Jetzt hab ich aber MatthiasR übersprungen. Ich hatte zwar wenig Hoffnung, ihn überhaupt im Rennen zu sehen, da er mich sicherlich schon im Schwimmen deklassieren würde, und auch sonst flott unterwegs ist. Aber für den Fall der Fälle hab ich mir doch seine Startnummer rausgesucht und sogar gemerkt. Ich glaube, es war am steilsten Anstieg nach ca. 160 km, als ich ihn doch noch eingeholt habe. Es war sofort klar, dass er ein Problem hatte. Er war schwer am kämpfen und lieferte auch gleich die Erklärung: Er war schon vorher krank, hätte wohl eigentlich nicht starten sollen und plante nun seinen Ausstieg bei nächster Gelegenheit. So kam's dann auch.

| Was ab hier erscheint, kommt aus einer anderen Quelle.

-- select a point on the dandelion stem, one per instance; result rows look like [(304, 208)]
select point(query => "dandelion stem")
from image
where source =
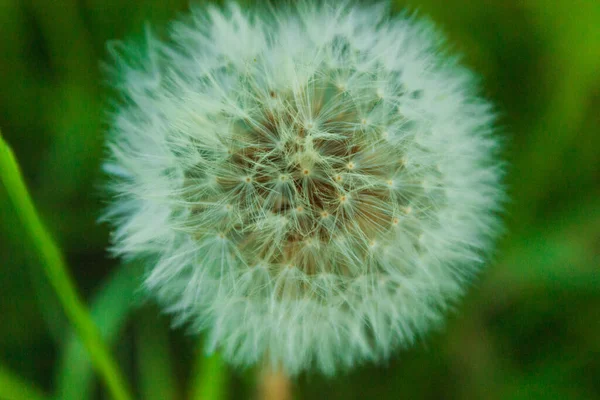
[(210, 378), (274, 384), (58, 275)]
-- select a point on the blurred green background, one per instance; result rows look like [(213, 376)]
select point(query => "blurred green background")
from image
[(529, 328)]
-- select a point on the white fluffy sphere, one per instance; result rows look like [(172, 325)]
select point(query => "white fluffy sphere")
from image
[(311, 185)]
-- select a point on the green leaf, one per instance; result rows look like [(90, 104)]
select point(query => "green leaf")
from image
[(110, 308), (210, 378), (56, 270), (153, 357), (13, 387)]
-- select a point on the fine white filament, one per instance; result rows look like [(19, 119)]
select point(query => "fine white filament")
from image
[(313, 185)]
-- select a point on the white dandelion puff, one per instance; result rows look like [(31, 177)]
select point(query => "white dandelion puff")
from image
[(313, 185)]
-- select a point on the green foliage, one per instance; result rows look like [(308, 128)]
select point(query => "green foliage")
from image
[(528, 329)]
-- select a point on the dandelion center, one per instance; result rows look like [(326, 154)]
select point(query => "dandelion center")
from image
[(308, 177)]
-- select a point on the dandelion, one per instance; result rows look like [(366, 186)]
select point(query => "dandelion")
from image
[(312, 186)]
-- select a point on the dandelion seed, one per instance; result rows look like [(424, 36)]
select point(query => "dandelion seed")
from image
[(313, 187)]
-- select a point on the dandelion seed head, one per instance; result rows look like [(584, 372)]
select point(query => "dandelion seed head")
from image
[(313, 185)]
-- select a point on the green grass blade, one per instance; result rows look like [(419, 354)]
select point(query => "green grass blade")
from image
[(55, 269), (13, 387), (110, 309), (210, 378), (156, 380)]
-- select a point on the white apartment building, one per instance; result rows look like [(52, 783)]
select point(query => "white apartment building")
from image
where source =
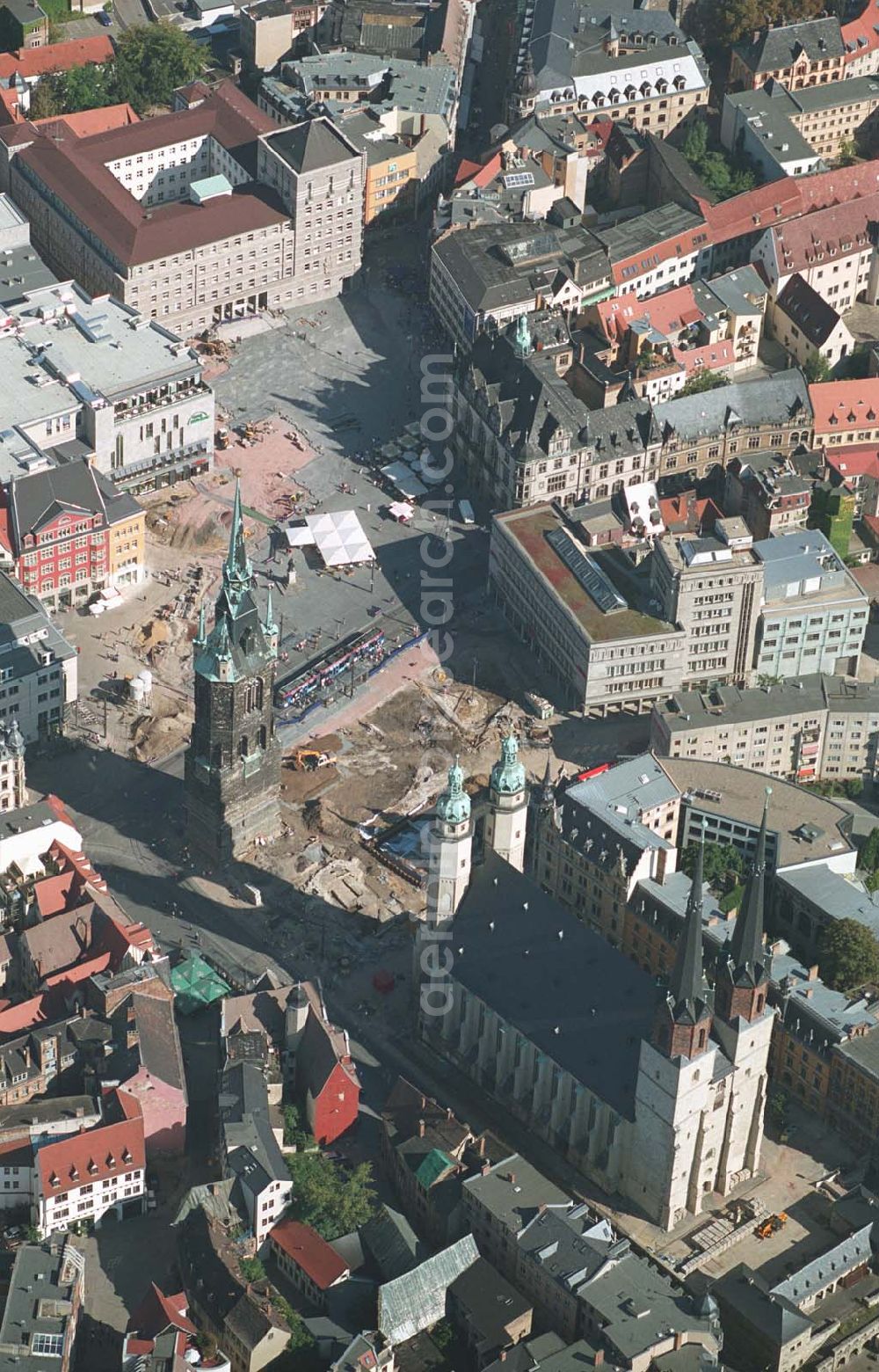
[(829, 249), (813, 614), (96, 375), (90, 1175)]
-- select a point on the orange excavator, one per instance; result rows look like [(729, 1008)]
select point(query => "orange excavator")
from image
[(771, 1225)]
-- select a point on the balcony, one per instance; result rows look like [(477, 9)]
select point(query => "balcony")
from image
[(127, 408)]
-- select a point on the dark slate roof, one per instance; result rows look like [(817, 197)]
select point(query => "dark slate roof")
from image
[(534, 404), (782, 398), (311, 146), (563, 988), (392, 1244), (745, 1293), (43, 495), (490, 1301), (778, 48), (159, 1043), (497, 264), (808, 310), (567, 36)]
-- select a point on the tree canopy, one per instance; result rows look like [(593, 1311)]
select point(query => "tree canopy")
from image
[(704, 380), (717, 171), (151, 61), (722, 862), (847, 953), (91, 87), (717, 24), (327, 1198), (817, 368)]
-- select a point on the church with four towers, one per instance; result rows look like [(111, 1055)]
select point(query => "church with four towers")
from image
[(232, 770), (654, 1092)]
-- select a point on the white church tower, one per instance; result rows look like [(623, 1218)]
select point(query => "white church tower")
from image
[(508, 806), (450, 842), (744, 1025)]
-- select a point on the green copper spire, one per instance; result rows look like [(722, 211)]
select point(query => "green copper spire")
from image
[(237, 571), (269, 622), (454, 804), (508, 776)]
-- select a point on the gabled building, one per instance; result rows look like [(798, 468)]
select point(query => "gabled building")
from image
[(798, 55), (71, 534), (524, 435), (88, 1175), (654, 1092), (159, 1334), (808, 327), (43, 1305)]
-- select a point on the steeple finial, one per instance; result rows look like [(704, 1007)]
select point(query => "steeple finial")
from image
[(508, 776), (687, 995), (454, 804), (237, 567), (746, 951)]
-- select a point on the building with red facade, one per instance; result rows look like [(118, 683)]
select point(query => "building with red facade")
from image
[(61, 526)]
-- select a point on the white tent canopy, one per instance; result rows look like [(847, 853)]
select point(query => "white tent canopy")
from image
[(340, 538), (402, 477)]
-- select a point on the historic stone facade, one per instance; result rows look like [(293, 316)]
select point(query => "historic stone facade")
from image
[(232, 766), (654, 1094)]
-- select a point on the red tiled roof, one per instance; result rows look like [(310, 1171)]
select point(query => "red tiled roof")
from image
[(860, 36), (835, 230), (467, 169), (58, 810), (310, 1252), (105, 1151), (156, 1312), (76, 171), (839, 405), (678, 244), (53, 894), (838, 186), (87, 122), (687, 512), (55, 56), (80, 972), (757, 208)]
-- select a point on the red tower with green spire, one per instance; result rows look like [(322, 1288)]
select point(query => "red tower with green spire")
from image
[(233, 763)]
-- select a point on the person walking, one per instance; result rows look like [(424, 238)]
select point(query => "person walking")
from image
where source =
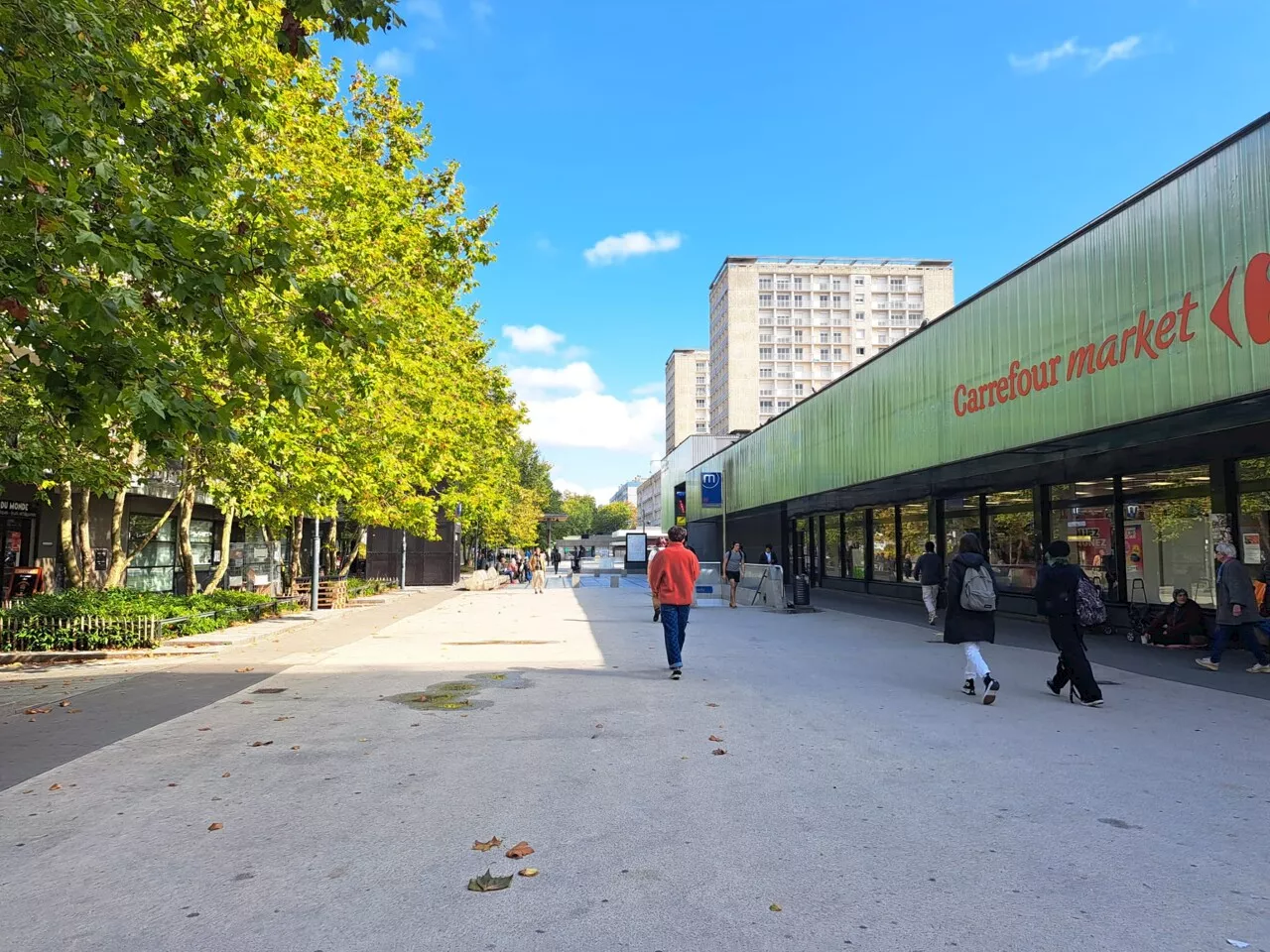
[(1058, 593), (539, 571), (734, 565), (930, 572), (970, 617), (1236, 612), (674, 576)]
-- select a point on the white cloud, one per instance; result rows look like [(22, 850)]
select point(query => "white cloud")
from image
[(568, 408), (395, 62), (532, 340), (1093, 56), (619, 248)]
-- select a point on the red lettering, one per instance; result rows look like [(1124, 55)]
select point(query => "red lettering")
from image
[(1256, 298), (1106, 353), (1143, 341)]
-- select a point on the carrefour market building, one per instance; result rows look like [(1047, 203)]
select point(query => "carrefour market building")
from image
[(1112, 391)]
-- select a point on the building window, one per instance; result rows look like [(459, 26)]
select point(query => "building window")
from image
[(1169, 535), (155, 566), (1011, 543), (884, 543), (915, 531)]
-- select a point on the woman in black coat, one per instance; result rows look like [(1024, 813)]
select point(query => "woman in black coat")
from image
[(966, 627)]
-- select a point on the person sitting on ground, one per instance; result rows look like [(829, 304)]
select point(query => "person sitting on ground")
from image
[(1182, 624)]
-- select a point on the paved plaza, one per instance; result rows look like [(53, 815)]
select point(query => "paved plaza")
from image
[(862, 801)]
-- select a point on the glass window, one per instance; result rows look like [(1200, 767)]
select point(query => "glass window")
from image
[(1167, 535), (155, 565), (1012, 538), (915, 524), (1255, 515), (833, 546), (960, 516), (853, 540), (884, 543)]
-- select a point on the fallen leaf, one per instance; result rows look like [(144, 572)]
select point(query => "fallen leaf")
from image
[(489, 884)]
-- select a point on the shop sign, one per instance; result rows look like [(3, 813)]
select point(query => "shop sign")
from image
[(1146, 338)]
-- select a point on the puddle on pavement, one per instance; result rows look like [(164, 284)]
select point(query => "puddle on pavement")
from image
[(458, 694)]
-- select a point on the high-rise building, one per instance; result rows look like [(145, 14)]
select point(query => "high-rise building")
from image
[(784, 327), (688, 395)]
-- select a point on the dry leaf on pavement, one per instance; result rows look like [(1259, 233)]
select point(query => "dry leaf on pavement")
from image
[(489, 884)]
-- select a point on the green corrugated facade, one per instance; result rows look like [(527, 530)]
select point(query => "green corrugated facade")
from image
[(897, 413)]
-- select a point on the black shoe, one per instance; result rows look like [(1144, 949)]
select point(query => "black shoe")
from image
[(989, 688)]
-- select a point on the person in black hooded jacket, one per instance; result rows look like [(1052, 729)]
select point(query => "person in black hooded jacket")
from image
[(970, 629)]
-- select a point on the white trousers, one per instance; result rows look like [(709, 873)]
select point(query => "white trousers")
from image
[(974, 664)]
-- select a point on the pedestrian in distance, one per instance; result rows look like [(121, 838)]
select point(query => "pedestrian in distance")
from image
[(674, 576), (734, 565), (1058, 595), (930, 572), (539, 571), (1236, 612), (970, 617)]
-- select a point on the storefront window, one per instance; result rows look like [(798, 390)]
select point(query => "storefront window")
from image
[(1255, 515), (1011, 544), (1167, 535), (884, 543), (960, 516), (915, 530), (853, 539), (833, 546), (155, 565)]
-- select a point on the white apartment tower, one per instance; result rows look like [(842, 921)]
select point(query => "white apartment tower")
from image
[(784, 327), (688, 395)]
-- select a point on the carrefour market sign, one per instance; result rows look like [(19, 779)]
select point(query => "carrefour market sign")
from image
[(1146, 339)]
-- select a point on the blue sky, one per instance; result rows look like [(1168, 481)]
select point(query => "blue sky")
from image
[(979, 132)]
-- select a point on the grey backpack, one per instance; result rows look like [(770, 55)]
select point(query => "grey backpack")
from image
[(978, 592)]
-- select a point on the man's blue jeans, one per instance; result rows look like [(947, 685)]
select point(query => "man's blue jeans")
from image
[(675, 625), (1246, 631)]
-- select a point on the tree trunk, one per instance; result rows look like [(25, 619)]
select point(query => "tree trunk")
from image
[(121, 555), (222, 566), (185, 552), (66, 535), (84, 540)]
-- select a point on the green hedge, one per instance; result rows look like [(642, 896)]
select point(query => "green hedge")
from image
[(105, 619)]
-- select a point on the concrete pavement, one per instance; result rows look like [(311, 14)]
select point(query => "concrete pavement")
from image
[(861, 792)]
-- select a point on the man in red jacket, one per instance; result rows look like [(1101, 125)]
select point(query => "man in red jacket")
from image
[(674, 576)]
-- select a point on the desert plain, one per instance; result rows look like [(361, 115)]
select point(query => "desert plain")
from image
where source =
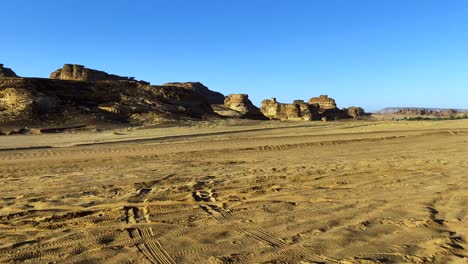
[(247, 192)]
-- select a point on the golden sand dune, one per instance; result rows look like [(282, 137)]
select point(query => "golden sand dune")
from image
[(269, 192)]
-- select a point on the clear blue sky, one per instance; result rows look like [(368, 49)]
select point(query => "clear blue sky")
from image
[(370, 53)]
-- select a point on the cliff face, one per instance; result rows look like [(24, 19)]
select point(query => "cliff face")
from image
[(6, 72), (197, 87), (298, 110), (242, 105), (34, 99), (324, 102), (76, 72), (321, 107)]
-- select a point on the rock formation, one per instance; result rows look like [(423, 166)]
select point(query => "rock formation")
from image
[(298, 110), (323, 101), (427, 112), (6, 72), (241, 104), (315, 109), (17, 103), (76, 72), (30, 100), (354, 111), (197, 87)]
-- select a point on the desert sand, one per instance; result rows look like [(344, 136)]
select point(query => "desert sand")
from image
[(253, 192)]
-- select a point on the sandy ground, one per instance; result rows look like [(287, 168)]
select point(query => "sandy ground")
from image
[(269, 192)]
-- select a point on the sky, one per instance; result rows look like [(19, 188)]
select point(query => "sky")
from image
[(367, 53)]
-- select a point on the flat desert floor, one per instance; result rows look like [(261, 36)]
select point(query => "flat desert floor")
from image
[(265, 192)]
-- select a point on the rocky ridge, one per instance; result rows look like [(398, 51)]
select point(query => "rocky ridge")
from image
[(6, 72), (75, 92), (75, 72)]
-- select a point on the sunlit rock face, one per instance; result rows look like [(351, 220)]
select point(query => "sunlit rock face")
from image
[(211, 96), (323, 101), (75, 72), (298, 110), (7, 72), (241, 104)]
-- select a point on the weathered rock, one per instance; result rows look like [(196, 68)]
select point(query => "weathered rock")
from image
[(77, 72), (295, 111), (6, 72), (323, 101), (354, 111), (299, 110), (241, 104), (22, 103), (36, 100), (211, 96)]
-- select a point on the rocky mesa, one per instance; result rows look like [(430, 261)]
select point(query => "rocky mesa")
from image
[(75, 93), (79, 93)]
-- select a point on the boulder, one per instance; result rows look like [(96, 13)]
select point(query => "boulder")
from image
[(211, 96), (7, 72), (242, 104), (275, 110), (24, 103), (354, 111), (323, 101), (75, 72), (32, 101)]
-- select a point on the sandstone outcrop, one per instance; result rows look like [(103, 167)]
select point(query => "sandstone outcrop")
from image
[(6, 72), (33, 100), (298, 110), (197, 87), (427, 112), (354, 111), (316, 109), (75, 72), (324, 102), (241, 104)]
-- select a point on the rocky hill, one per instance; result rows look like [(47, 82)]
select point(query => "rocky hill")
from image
[(75, 94), (6, 72), (93, 95), (417, 111), (316, 108), (75, 72)]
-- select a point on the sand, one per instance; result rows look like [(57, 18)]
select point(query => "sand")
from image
[(265, 192)]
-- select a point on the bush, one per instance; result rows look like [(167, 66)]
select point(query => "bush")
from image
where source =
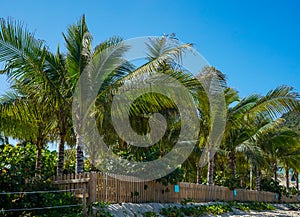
[(17, 166)]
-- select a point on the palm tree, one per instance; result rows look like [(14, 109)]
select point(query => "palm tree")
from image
[(41, 74), (242, 117), (27, 120), (282, 147)]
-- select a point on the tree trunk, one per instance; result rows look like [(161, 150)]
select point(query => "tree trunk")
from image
[(79, 154), (199, 174), (61, 153), (297, 180), (38, 162), (275, 171), (251, 175), (257, 178), (232, 163), (210, 171), (287, 180), (6, 140)]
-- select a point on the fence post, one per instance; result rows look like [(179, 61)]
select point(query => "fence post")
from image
[(92, 187)]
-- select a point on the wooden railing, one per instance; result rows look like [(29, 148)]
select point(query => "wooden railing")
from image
[(102, 187)]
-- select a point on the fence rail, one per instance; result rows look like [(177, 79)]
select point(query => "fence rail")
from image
[(103, 187)]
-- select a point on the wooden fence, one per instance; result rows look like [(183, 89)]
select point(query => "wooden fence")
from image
[(102, 187)]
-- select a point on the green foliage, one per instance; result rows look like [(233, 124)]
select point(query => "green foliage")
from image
[(218, 209), (171, 211), (100, 209), (17, 165), (227, 180), (149, 214), (268, 184), (194, 210)]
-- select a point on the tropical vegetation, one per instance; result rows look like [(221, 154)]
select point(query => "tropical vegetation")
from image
[(261, 135)]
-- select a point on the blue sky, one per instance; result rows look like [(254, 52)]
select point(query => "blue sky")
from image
[(255, 43)]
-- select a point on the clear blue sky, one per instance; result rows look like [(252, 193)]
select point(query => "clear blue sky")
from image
[(255, 43)]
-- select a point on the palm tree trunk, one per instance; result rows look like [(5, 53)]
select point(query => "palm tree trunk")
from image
[(257, 178), (38, 162), (210, 171), (6, 140), (62, 136), (232, 163), (199, 174), (61, 153), (275, 171), (251, 175), (79, 154), (287, 180), (297, 180)]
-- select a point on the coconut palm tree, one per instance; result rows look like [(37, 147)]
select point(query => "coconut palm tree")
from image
[(243, 117), (41, 74), (27, 120)]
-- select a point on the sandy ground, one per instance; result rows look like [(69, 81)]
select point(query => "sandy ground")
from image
[(136, 210)]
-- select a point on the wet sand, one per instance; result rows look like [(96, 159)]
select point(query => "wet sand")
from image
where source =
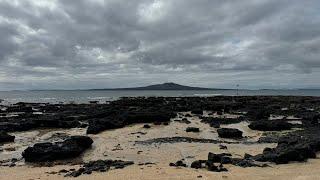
[(121, 144)]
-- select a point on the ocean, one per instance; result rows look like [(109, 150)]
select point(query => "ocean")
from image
[(79, 96)]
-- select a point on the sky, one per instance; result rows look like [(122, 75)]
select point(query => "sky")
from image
[(80, 44)]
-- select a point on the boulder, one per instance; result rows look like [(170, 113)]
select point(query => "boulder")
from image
[(70, 148), (229, 133), (269, 125), (179, 163), (192, 129), (290, 149), (99, 166), (5, 137)]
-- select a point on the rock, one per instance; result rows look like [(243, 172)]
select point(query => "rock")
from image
[(269, 125), (247, 156), (290, 148), (63, 171), (217, 158), (70, 148), (185, 120), (198, 164), (192, 129), (146, 126), (222, 146), (212, 167), (179, 163), (197, 111), (226, 160), (245, 163), (5, 137), (98, 125), (229, 133)]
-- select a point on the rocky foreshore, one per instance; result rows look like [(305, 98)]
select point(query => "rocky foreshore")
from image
[(291, 123)]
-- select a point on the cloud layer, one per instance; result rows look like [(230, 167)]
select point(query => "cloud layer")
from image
[(119, 43)]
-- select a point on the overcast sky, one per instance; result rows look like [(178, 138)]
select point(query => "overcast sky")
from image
[(71, 44)]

Da ich jetzt chronologisch schon ziemlich durcheinander bin und nun doch mal im Bett muss, erwähne ich nur noch schnell, dass ich schon nach ca. 100 km unschöne Sitzprobleme hatte (man erinnere sich an meine kurzen Trainings!), was mir in dem Moment größere Sorgen machte, da noch ein paar km vor mir lagen und sowas meist nicht besser wird. Es wurde aber zum Glück besser!
Nicht besser wurde der Wind. Zeitweise konnte ich im Flachen - wenn es das denn mal ausnahmsweise gab - trotz Zeitfahrhaltung nur mit Mühe 25 fahren. Nicht gut!
N8! Bett. Gut!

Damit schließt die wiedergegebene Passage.